ACTIVITY HEADER

 

 

 

Name of Activity Orbits of the Earth, Moon, and Sun
Author Michael Hart, Usula Deelstra
Keywords earth, moon, sun, models, rotation, tilt, relative size, seasons, stars, size, motion
Subject Non-LEGO
Grade Level K, 1, 2, 3, 4, 5, 6
Time 1 Hour Total
Brief Description The class will explore the relation between the Earth, moon, and sun using classroom models.
Lesson Objectives: The Purpose of this activity is to discuss how the Earth, moon, and sun move relative to each other. And to discuss rotation, tilt, and relative size. In regards to relative size, a physical activity is introduced to help enhance the concept of the relation of the Earth, moon, and sun to each other.
Materials Needed: - Balloons.
- Tape Measure.
- Globe.
- Flashlight.
Necessary Background This activity deals with the orbit of the earth around the sun and the orbit of the moon around the earth. It takes the earth one year (365 days) to orbit the sun. At the same time, the earth is rotating about its own axis. The earth makes one complete rotation once a day. The combination of the rotation of the earth, its orbit about the sun, and the earth’s natural tilt cause seasons on the earth. For a more detailed description see http://www.windows.ucar.edu/tour/link=/the_universe/uts/earth3.html. This website contains information about the earth’s orbit, its rotation, and the seasons. Similar to the earth, the moon has an orbit and rotation also. A description of the moon can be found at http://www.windows.ucar.edu/tour/link=/the_universe/uts/moon1.html.

Vocabulary:
Orbit
Tilt
Rotation
Seasons
Earth
Moon
Sun
Stars
Size
Relative
Motion

Procedure
  1. Begin the activity by discussing facts relating to the Earth, moon and sun.
  2. Talk about how the three move relative to each other.
  3. Select three students to imitate the motion of the sun, Earth, and moon.
    1. Have the Earth stand in place and turn around, talk about how one turn is one day.
    2. Have the Earth walk one lap around the sun, imitating the passing of one year on Earth.
    3. Have the student carefully do both movements together.
    4. Next add the moon.
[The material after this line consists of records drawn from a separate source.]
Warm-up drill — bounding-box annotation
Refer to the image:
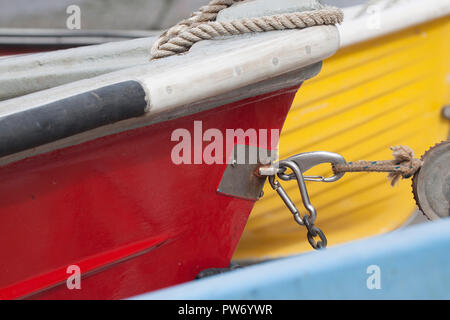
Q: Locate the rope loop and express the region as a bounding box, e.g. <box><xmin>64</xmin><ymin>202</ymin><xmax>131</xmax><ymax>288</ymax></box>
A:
<box><xmin>151</xmin><ymin>0</ymin><xmax>344</xmax><ymax>60</ymax></box>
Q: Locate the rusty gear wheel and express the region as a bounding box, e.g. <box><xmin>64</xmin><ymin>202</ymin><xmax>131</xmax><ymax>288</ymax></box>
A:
<box><xmin>412</xmin><ymin>140</ymin><xmax>450</xmax><ymax>220</ymax></box>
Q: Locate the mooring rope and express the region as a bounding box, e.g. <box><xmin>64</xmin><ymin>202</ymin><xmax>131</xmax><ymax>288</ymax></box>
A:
<box><xmin>151</xmin><ymin>0</ymin><xmax>344</xmax><ymax>60</ymax></box>
<box><xmin>333</xmin><ymin>146</ymin><xmax>423</xmax><ymax>186</ymax></box>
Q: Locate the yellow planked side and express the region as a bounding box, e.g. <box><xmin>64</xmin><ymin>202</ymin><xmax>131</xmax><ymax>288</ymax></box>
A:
<box><xmin>235</xmin><ymin>17</ymin><xmax>450</xmax><ymax>260</ymax></box>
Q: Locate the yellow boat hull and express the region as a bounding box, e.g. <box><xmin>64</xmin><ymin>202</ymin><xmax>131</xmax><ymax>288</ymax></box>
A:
<box><xmin>235</xmin><ymin>17</ymin><xmax>450</xmax><ymax>260</ymax></box>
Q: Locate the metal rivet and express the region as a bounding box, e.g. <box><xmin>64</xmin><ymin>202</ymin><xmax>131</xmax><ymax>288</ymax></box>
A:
<box><xmin>305</xmin><ymin>46</ymin><xmax>312</xmax><ymax>54</ymax></box>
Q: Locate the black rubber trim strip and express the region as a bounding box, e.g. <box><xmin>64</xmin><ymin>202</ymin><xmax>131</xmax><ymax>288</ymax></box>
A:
<box><xmin>0</xmin><ymin>81</ymin><xmax>147</xmax><ymax>157</ymax></box>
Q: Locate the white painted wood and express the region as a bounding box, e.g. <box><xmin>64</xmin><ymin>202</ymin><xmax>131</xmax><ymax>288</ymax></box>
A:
<box><xmin>0</xmin><ymin>26</ymin><xmax>339</xmax><ymax>117</ymax></box>
<box><xmin>338</xmin><ymin>0</ymin><xmax>450</xmax><ymax>47</ymax></box>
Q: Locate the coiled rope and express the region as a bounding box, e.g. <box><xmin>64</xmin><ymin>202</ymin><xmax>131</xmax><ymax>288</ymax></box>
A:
<box><xmin>333</xmin><ymin>146</ymin><xmax>423</xmax><ymax>186</ymax></box>
<box><xmin>151</xmin><ymin>0</ymin><xmax>344</xmax><ymax>60</ymax></box>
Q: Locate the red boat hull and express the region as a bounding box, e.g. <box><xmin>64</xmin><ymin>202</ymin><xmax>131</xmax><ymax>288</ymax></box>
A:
<box><xmin>0</xmin><ymin>87</ymin><xmax>297</xmax><ymax>299</ymax></box>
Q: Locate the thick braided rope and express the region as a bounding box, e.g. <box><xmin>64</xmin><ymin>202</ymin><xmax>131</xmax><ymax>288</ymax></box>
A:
<box><xmin>151</xmin><ymin>0</ymin><xmax>344</xmax><ymax>60</ymax></box>
<box><xmin>333</xmin><ymin>146</ymin><xmax>423</xmax><ymax>186</ymax></box>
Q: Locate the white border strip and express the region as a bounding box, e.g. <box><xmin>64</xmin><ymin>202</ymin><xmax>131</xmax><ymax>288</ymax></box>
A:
<box><xmin>338</xmin><ymin>0</ymin><xmax>450</xmax><ymax>47</ymax></box>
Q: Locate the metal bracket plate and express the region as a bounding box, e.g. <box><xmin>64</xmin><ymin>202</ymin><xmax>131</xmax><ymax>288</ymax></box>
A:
<box><xmin>217</xmin><ymin>145</ymin><xmax>277</xmax><ymax>200</ymax></box>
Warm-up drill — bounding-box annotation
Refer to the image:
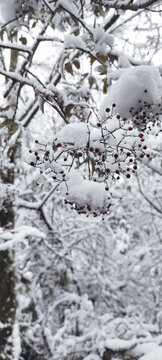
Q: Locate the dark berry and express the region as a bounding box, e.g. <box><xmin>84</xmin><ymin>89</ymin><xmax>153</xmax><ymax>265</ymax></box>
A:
<box><xmin>89</xmin><ymin>146</ymin><xmax>94</xmax><ymax>152</ymax></box>
<box><xmin>138</xmin><ymin>134</ymin><xmax>143</xmax><ymax>139</ymax></box>
<box><xmin>30</xmin><ymin>161</ymin><xmax>35</xmax><ymax>166</ymax></box>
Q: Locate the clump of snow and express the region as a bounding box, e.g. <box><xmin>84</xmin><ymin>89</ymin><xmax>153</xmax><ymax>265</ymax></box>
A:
<box><xmin>64</xmin><ymin>34</ymin><xmax>85</xmax><ymax>49</ymax></box>
<box><xmin>62</xmin><ymin>170</ymin><xmax>108</xmax><ymax>212</ymax></box>
<box><xmin>139</xmin><ymin>348</ymin><xmax>162</xmax><ymax>360</ymax></box>
<box><xmin>0</xmin><ymin>0</ymin><xmax>15</xmax><ymax>23</ymax></box>
<box><xmin>93</xmin><ymin>27</ymin><xmax>114</xmax><ymax>46</ymax></box>
<box><xmin>100</xmin><ymin>65</ymin><xmax>162</xmax><ymax>118</ymax></box>
<box><xmin>92</xmin><ymin>27</ymin><xmax>114</xmax><ymax>55</ymax></box>
<box><xmin>57</xmin><ymin>123</ymin><xmax>88</xmax><ymax>148</ymax></box>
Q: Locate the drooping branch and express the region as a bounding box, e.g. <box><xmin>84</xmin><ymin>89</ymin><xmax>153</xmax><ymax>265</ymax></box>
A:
<box><xmin>137</xmin><ymin>175</ymin><xmax>162</xmax><ymax>215</ymax></box>
<box><xmin>0</xmin><ymin>69</ymin><xmax>69</xmax><ymax>124</ymax></box>
<box><xmin>96</xmin><ymin>0</ymin><xmax>159</xmax><ymax>11</ymax></box>
<box><xmin>0</xmin><ymin>41</ymin><xmax>31</xmax><ymax>54</ymax></box>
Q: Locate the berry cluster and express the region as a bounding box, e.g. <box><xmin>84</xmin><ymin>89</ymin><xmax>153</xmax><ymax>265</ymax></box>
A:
<box><xmin>64</xmin><ymin>197</ymin><xmax>112</xmax><ymax>217</ymax></box>
<box><xmin>128</xmin><ymin>94</ymin><xmax>162</xmax><ymax>132</ymax></box>
<box><xmin>29</xmin><ymin>104</ymin><xmax>150</xmax><ymax>216</ymax></box>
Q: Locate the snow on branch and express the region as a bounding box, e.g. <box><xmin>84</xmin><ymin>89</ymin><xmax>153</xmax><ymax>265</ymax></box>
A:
<box><xmin>0</xmin><ymin>225</ymin><xmax>46</xmax><ymax>251</ymax></box>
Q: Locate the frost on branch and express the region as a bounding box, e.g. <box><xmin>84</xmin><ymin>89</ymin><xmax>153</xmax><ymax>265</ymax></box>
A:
<box><xmin>101</xmin><ymin>65</ymin><xmax>162</xmax><ymax>131</ymax></box>
<box><xmin>28</xmin><ymin>104</ymin><xmax>150</xmax><ymax>216</ymax></box>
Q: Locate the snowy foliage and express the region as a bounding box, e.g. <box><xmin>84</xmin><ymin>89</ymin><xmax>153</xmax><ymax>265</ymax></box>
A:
<box><xmin>0</xmin><ymin>0</ymin><xmax>162</xmax><ymax>360</ymax></box>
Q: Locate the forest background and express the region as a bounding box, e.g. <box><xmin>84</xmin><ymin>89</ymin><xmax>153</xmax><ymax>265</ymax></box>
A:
<box><xmin>0</xmin><ymin>0</ymin><xmax>162</xmax><ymax>360</ymax></box>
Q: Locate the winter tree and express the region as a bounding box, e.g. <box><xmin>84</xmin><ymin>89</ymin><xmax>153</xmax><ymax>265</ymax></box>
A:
<box><xmin>0</xmin><ymin>0</ymin><xmax>162</xmax><ymax>360</ymax></box>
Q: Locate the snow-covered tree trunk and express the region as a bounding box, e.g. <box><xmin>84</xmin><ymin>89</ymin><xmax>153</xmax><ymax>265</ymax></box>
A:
<box><xmin>0</xmin><ymin>39</ymin><xmax>18</xmax><ymax>359</ymax></box>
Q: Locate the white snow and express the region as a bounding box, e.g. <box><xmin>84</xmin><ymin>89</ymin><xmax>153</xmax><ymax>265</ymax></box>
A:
<box><xmin>139</xmin><ymin>347</ymin><xmax>162</xmax><ymax>360</ymax></box>
<box><xmin>64</xmin><ymin>170</ymin><xmax>108</xmax><ymax>210</ymax></box>
<box><xmin>0</xmin><ymin>225</ymin><xmax>46</xmax><ymax>251</ymax></box>
<box><xmin>0</xmin><ymin>0</ymin><xmax>15</xmax><ymax>23</ymax></box>
<box><xmin>57</xmin><ymin>123</ymin><xmax>88</xmax><ymax>148</ymax></box>
<box><xmin>64</xmin><ymin>34</ymin><xmax>85</xmax><ymax>49</ymax></box>
<box><xmin>100</xmin><ymin>65</ymin><xmax>162</xmax><ymax>118</ymax></box>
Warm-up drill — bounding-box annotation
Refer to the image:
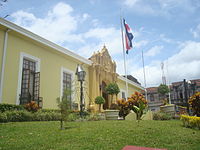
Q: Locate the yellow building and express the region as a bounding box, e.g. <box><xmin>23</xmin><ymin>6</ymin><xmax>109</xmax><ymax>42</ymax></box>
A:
<box><xmin>0</xmin><ymin>18</ymin><xmax>144</xmax><ymax>109</ymax></box>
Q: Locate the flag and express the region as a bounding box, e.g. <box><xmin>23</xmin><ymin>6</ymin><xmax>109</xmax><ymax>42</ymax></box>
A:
<box><xmin>123</xmin><ymin>19</ymin><xmax>133</xmax><ymax>54</ymax></box>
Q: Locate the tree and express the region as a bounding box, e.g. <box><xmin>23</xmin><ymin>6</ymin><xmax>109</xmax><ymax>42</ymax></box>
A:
<box><xmin>188</xmin><ymin>92</ymin><xmax>200</xmax><ymax>117</ymax></box>
<box><xmin>106</xmin><ymin>83</ymin><xmax>120</xmax><ymax>103</ymax></box>
<box><xmin>95</xmin><ymin>96</ymin><xmax>105</xmax><ymax>112</ymax></box>
<box><xmin>158</xmin><ymin>84</ymin><xmax>169</xmax><ymax>104</ymax></box>
<box><xmin>56</xmin><ymin>90</ymin><xmax>71</xmax><ymax>130</ymax></box>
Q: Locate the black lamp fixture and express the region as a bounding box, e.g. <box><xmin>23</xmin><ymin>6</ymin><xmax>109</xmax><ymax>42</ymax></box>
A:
<box><xmin>76</xmin><ymin>64</ymin><xmax>86</xmax><ymax>117</ymax></box>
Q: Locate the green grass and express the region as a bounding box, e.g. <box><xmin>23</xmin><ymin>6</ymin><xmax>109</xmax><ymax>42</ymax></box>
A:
<box><xmin>0</xmin><ymin>120</ymin><xmax>200</xmax><ymax>150</ymax></box>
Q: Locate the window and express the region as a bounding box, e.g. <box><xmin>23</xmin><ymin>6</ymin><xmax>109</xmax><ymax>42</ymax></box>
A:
<box><xmin>63</xmin><ymin>72</ymin><xmax>72</xmax><ymax>100</ymax></box>
<box><xmin>150</xmin><ymin>94</ymin><xmax>154</xmax><ymax>102</ymax></box>
<box><xmin>20</xmin><ymin>58</ymin><xmax>40</xmax><ymax>104</ymax></box>
<box><xmin>60</xmin><ymin>67</ymin><xmax>74</xmax><ymax>108</ymax></box>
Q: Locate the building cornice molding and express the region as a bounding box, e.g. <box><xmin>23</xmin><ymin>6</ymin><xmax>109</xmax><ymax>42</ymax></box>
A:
<box><xmin>0</xmin><ymin>18</ymin><xmax>92</xmax><ymax>65</ymax></box>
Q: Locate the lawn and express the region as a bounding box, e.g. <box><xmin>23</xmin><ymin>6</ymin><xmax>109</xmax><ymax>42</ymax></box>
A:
<box><xmin>0</xmin><ymin>120</ymin><xmax>200</xmax><ymax>150</ymax></box>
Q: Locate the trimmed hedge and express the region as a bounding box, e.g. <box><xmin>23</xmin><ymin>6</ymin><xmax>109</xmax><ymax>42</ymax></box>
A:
<box><xmin>153</xmin><ymin>112</ymin><xmax>172</xmax><ymax>120</ymax></box>
<box><xmin>0</xmin><ymin>110</ymin><xmax>61</xmax><ymax>122</ymax></box>
<box><xmin>0</xmin><ymin>104</ymin><xmax>25</xmax><ymax>112</ymax></box>
<box><xmin>181</xmin><ymin>115</ymin><xmax>200</xmax><ymax>129</ymax></box>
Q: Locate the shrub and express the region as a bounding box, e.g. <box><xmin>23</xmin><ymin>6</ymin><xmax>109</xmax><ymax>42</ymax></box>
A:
<box><xmin>153</xmin><ymin>112</ymin><xmax>172</xmax><ymax>120</ymax></box>
<box><xmin>3</xmin><ymin>110</ymin><xmax>33</xmax><ymax>122</ymax></box>
<box><xmin>181</xmin><ymin>115</ymin><xmax>200</xmax><ymax>129</ymax></box>
<box><xmin>95</xmin><ymin>96</ymin><xmax>105</xmax><ymax>112</ymax></box>
<box><xmin>24</xmin><ymin>101</ymin><xmax>39</xmax><ymax>112</ymax></box>
<box><xmin>33</xmin><ymin>110</ymin><xmax>61</xmax><ymax>121</ymax></box>
<box><xmin>117</xmin><ymin>92</ymin><xmax>147</xmax><ymax>120</ymax></box>
<box><xmin>67</xmin><ymin>113</ymin><xmax>80</xmax><ymax>121</ymax></box>
<box><xmin>0</xmin><ymin>113</ymin><xmax>8</xmax><ymax>122</ymax></box>
<box><xmin>0</xmin><ymin>104</ymin><xmax>24</xmax><ymax>112</ymax></box>
<box><xmin>86</xmin><ymin>114</ymin><xmax>103</xmax><ymax>121</ymax></box>
<box><xmin>110</xmin><ymin>103</ymin><xmax>119</xmax><ymax>110</ymax></box>
<box><xmin>188</xmin><ymin>92</ymin><xmax>200</xmax><ymax>117</ymax></box>
<box><xmin>0</xmin><ymin>110</ymin><xmax>61</xmax><ymax>122</ymax></box>
<box><xmin>39</xmin><ymin>109</ymin><xmax>60</xmax><ymax>113</ymax></box>
<box><xmin>106</xmin><ymin>83</ymin><xmax>120</xmax><ymax>103</ymax></box>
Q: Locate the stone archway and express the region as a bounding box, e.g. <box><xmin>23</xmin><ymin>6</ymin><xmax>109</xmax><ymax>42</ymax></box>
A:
<box><xmin>101</xmin><ymin>81</ymin><xmax>109</xmax><ymax>110</ymax></box>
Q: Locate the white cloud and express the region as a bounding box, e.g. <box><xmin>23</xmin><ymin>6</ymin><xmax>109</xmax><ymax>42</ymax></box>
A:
<box><xmin>145</xmin><ymin>45</ymin><xmax>163</xmax><ymax>57</ymax></box>
<box><xmin>11</xmin><ymin>2</ymin><xmax>82</xmax><ymax>44</ymax></box>
<box><xmin>190</xmin><ymin>24</ymin><xmax>200</xmax><ymax>38</ymax></box>
<box><xmin>132</xmin><ymin>41</ymin><xmax>200</xmax><ymax>87</ymax></box>
<box><xmin>123</xmin><ymin>0</ymin><xmax>199</xmax><ymax>17</ymax></box>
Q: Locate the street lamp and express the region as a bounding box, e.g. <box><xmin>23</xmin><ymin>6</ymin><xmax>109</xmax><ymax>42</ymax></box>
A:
<box><xmin>76</xmin><ymin>64</ymin><xmax>86</xmax><ymax>117</ymax></box>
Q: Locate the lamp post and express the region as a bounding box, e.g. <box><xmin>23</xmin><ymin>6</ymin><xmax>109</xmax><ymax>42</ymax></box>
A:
<box><xmin>76</xmin><ymin>64</ymin><xmax>86</xmax><ymax>118</ymax></box>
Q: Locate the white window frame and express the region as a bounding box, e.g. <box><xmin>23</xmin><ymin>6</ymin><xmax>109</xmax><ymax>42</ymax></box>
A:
<box><xmin>16</xmin><ymin>52</ymin><xmax>41</xmax><ymax>105</ymax></box>
<box><xmin>60</xmin><ymin>67</ymin><xmax>75</xmax><ymax>102</ymax></box>
<box><xmin>120</xmin><ymin>89</ymin><xmax>127</xmax><ymax>99</ymax></box>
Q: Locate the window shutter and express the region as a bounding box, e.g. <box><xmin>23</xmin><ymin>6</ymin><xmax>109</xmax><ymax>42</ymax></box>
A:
<box><xmin>34</xmin><ymin>72</ymin><xmax>40</xmax><ymax>100</ymax></box>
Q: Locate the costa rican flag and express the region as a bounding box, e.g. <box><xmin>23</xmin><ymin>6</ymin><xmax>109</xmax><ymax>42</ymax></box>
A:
<box><xmin>123</xmin><ymin>19</ymin><xmax>133</xmax><ymax>54</ymax></box>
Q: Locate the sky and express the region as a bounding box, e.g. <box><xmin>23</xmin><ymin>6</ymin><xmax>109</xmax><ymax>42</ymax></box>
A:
<box><xmin>0</xmin><ymin>0</ymin><xmax>200</xmax><ymax>87</ymax></box>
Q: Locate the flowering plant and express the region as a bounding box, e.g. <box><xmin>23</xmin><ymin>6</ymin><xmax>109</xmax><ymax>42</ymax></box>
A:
<box><xmin>24</xmin><ymin>101</ymin><xmax>39</xmax><ymax>112</ymax></box>
<box><xmin>117</xmin><ymin>92</ymin><xmax>147</xmax><ymax>120</ymax></box>
<box><xmin>188</xmin><ymin>92</ymin><xmax>200</xmax><ymax>117</ymax></box>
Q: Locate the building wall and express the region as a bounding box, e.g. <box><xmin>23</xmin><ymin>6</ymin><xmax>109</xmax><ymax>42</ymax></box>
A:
<box><xmin>0</xmin><ymin>31</ymin><xmax>89</xmax><ymax>108</ymax></box>
<box><xmin>0</xmin><ymin>30</ymin><xmax>4</xmax><ymax>70</ymax></box>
Have the moon orbit the Earth, it takes 28 days for the moon to orbit the Earth. During this time we see all the stages of the moon.
    5. Finally, put all the movements together.
  4. Discus the tilt of the Earth, and how it produces seasons.
    1. Turn out the lights. Using the globe and flashlight have one student hold the flashlight representing the sun.
    2. Have a second student walk around the flashlight with the globe.
    3. Show students that as the globe moves around the sun, the northern or southern hemispheres will be tilted towards the sun, these are the different seasons.
  5. Discuss the relative sizes of the sun, moon, and Earth.
    1. The sun is the largest, but to us it appears about the same size as the moon because it is so much farther away.
    2. Have students break into groups of two.
    3. One student will get a small balloon and the other a larger balloon.
    4. The student with the small balloon will tell the student with the large balloon to walk backwards until the balloons appear to be the same size
    5. Finally, ask students to discuss the relationship between the size that an object appears and the distance from you that it is. Finally, explain that we “built” our own models today to explore the motion of the planets, engineers use models to understand systems like the solar system that are too big to make life-sized models to study.